Botting represents Safa Malakpour, 60, a British Columbia man who is originally from Iran and for whom English is a second language. The Crown is arguing to have Malakpour designated a dangerous offender following his conviction for kidnapping and assaulting his former wife.

Botting argued against the Crown’s application in British Columbia Provincial Court earlier this month and is now awaiting a judge’s decision on Malakpour's sentencing.

“It’s extremely unusual that an accused would be deemed a dangerous offender with these offences,” he says.

He told Provincial Court Judge Melissa Gillespie this month that an indeterminate sentence is “disproportionate” and argued that Malakpour should be released, having been held in a remand centre for four years.

Botting explains that Malakpour was first convicted in 2007 of criminal harassment for phoning his wife multiple times in Port Coquitlam, B.C. He was sentenced to two-and-a-half years, but the British Columbia Court of Appeal later reduced the prison term to two years.

Then in November 2010, Malakpour was convicted a second time of criminal harassment for repeatedly telephoning his wife and for uttering threats against the judge who had sentenced him for his first conviction. His wife has said Malakpour told her that he knew where the judge lived and "he was sent back to jail," says Botting.

Malakpour found himself in conflict with the law again in January 2012 when he was charged with kidnapping his ex-wife.

Three months prior to the kidnapping, Malakpour bought a $3,000 one-way plane ticket to Iran.
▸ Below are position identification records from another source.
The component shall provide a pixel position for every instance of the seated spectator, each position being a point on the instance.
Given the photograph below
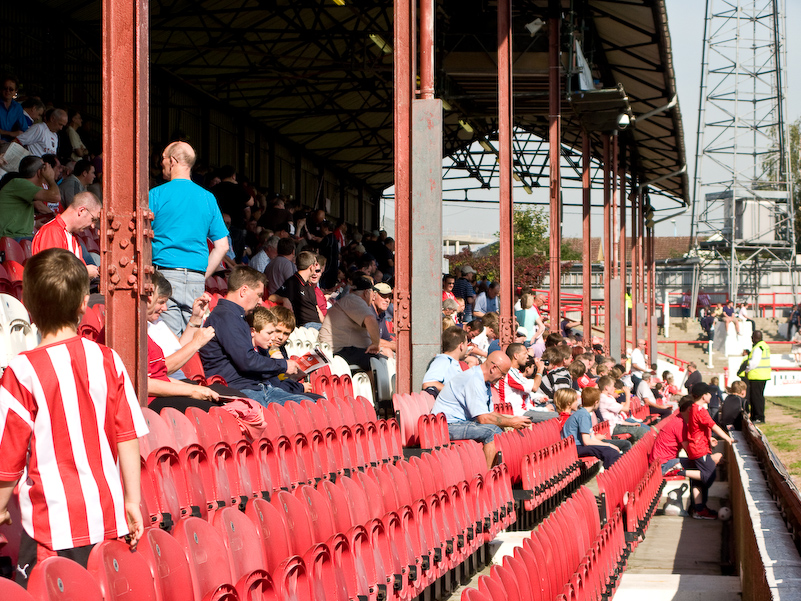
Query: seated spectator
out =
(267, 252)
(699, 449)
(466, 401)
(670, 440)
(487, 302)
(381, 301)
(447, 364)
(579, 426)
(297, 292)
(84, 212)
(177, 351)
(520, 387)
(282, 267)
(350, 327)
(646, 395)
(269, 340)
(83, 174)
(556, 375)
(42, 138)
(230, 354)
(616, 413)
(12, 117)
(23, 195)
He had gone to court to vary his probation conditions so that he could travel, but was unable to make the trip because his travel documents were missing. He blamed his ex-wife for taking the documents when he was in prison, says Botting.

Malakpour, upset he had been thwarted in his plan to move back to Iran, and having heard that his former's wife's relatives were selling off his property there, confronted her in the underground parking lot of her apartment house in January 2012, says Botting. Wire clippers in hand, he punched her on the side of the head and told her he wanted to talk; she said she had to get to work, and insisted on driving the vehicle. He asked her to drive him to their son’s barn, where he was living at the time, says Botting.

The son phoned police and officers soon tracked Malakpour to the blueberry fields of the farm, where he was arrested.

He has been in custody ever since.

Botting argued before court this month that Malakpour’s actions were motivated by grief over his wife leaving him.

“Up to the time that Malakpour was charged with harassment of his wife and her employer, he had a virtually clean record,” Botting told the court. “All of his subsequent charges have arisen out of, or are consequential to, the unexpected loss of his wife, with whom he had lived most of his life and with whom he had raised their three sons.”

In an interview with the online legal newspaper, Botting notes that Malakpour’s ex-wife and sons, in their testimony, all agreed he had never been physically violent before the kidnapping incident in January 2012.

Botting also says the suggestion by the Crown that Malakpour is contemptuous of Canadian law, and puts Sharia law above Canadian law where they are in conflict, could not be further from the truth.

“Sharia law requires that secular law be respected and obeyed," he says.

Botting, who has challenged Canada’s dangerous offender laws several times before, argues that the dangerous offender provisions of the Criminal Code adopted in 2008 under the Conservative government’s omnibus crime bill are deeply flawed because they take away discretion from judges at every stage.

The 2008 law changed how dangerous offenders are classified and made it easier to have a person with multiple convictions designated a dangerous offender, says the Vancouver Sun.

In one of Botting’s cases, R. v. Boutilier, 2015 BCSC 901, Justice Peter Voith in May 2015 struck down Canada’s dangerous offender law as unconstitutional and suspended his “declaration of invalidity” for a year to allow Parliament to change the law.

Botting, who divides his time almost evenly between dangerous offender hearings and extradition hearings, says the major problem with Canada’s dangerous offender law is that it makes it more likely that offenders who don’t pose any risk to the public will be locked up indefinitely.